The Business, Energy and Industrial Strategy Committee, a select committee of the House of Commons in the UK Parliament, published the UK government’s response to the Committee’s report on the Future of Audit on 7 June. The key takeaway in summary is that the government’s response to many of the recommendations is that they are currently, or will shortly be, consulting on the issues raised in the BEIS Committee’s Future of Audit report.
Rachel Reeves MP, Chair of the BEIS Committee, said: “The collapse of Carillion and accounting scandals at Tesco, BT and Patisserie Valerie and others have provided a painful lesson that audit isn’t working. Businesses, investors, pension-holders and the public deserve better. Urgent audit reform is needed, not yet further consultation.
“The CMA (Competition and Markets Authority) and BEIS Committee’s extensive inquiries on audit proposed a range of practical recommendations to improve competition, tackle conflicts of interest and improve the culture of challenge in audit firms. Their response to our report suggests the government is in danger of kicking vital audit reforms into the long grass. We should not wait for the next corporate collapse. The government needs to ignore the lobbying of vested interests in audit and set out a clear timescale for delivering on the substance of the CMA and BEIS Committee’s recommendations”.
Reeves has written to Secretary of State Greg Clark to request the government set a deadline for the conclusion of this consultation process. The correspondence also calls on the government to state whether its intention is to consult on the implementation or the substance of the CMA and BEIS Committee proposals.
The BEIS Committee’s report was published on 2 April and endorsed the CMA’s proposed operational split between audit and non-audit but argued that it may be necessary to go further with a structural break-up in order to tackle the conflicts of interest in the audit market and ensure the professional scepticism needed to deliver high-quality audits.

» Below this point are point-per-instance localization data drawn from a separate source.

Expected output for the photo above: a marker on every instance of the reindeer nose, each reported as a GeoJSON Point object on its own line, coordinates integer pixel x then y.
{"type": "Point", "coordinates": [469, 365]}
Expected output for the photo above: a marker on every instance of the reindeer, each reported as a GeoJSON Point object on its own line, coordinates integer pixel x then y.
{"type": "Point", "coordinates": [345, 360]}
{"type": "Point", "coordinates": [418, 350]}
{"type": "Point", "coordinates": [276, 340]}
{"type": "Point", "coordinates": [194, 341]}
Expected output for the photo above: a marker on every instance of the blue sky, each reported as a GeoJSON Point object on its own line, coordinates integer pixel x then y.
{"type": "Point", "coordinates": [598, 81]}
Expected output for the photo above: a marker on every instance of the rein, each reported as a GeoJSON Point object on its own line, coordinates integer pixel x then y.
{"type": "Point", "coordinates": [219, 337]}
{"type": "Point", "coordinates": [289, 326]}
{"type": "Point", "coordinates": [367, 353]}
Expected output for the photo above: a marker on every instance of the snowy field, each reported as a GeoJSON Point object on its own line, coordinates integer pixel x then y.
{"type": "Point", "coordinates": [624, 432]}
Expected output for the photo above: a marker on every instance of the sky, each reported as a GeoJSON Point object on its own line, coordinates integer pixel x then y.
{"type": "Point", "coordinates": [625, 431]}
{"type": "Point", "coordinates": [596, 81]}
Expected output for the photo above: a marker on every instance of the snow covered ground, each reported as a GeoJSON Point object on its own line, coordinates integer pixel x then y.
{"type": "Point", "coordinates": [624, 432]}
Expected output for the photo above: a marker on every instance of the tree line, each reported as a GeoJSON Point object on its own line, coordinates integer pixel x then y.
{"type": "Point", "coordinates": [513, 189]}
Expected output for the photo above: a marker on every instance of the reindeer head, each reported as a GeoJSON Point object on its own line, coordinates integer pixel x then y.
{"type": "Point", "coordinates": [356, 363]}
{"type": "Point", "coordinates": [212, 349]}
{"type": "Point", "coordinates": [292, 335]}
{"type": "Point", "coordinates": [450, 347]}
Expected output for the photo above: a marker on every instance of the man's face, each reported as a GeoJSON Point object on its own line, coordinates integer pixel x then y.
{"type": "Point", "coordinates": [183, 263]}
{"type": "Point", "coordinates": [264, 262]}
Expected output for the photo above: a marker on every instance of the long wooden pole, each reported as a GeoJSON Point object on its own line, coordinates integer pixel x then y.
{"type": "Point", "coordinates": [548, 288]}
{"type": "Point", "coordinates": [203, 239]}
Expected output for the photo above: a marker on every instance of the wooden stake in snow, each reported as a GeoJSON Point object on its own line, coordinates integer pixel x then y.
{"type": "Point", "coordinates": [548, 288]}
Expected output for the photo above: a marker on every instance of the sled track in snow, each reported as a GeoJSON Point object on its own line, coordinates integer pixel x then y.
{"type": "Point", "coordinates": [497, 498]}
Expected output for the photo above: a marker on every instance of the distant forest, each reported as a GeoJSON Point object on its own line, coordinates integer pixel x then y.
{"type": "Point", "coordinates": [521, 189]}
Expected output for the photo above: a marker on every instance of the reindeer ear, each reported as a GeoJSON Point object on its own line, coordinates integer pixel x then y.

In its response to the committee, the government said it had asked for an independent review into the quality and effectiveness of audit. This review, the response said: “…will look at audit as a product and what audit should be in the future. It will address the audit expectation gap: the difference between what people think audit does and what it actually does. It will also look at the scope of audit, any changes that may need to be made to it and how it can better serve the public interest.” A report based on this review is expected to be provided to the government by the end of this year.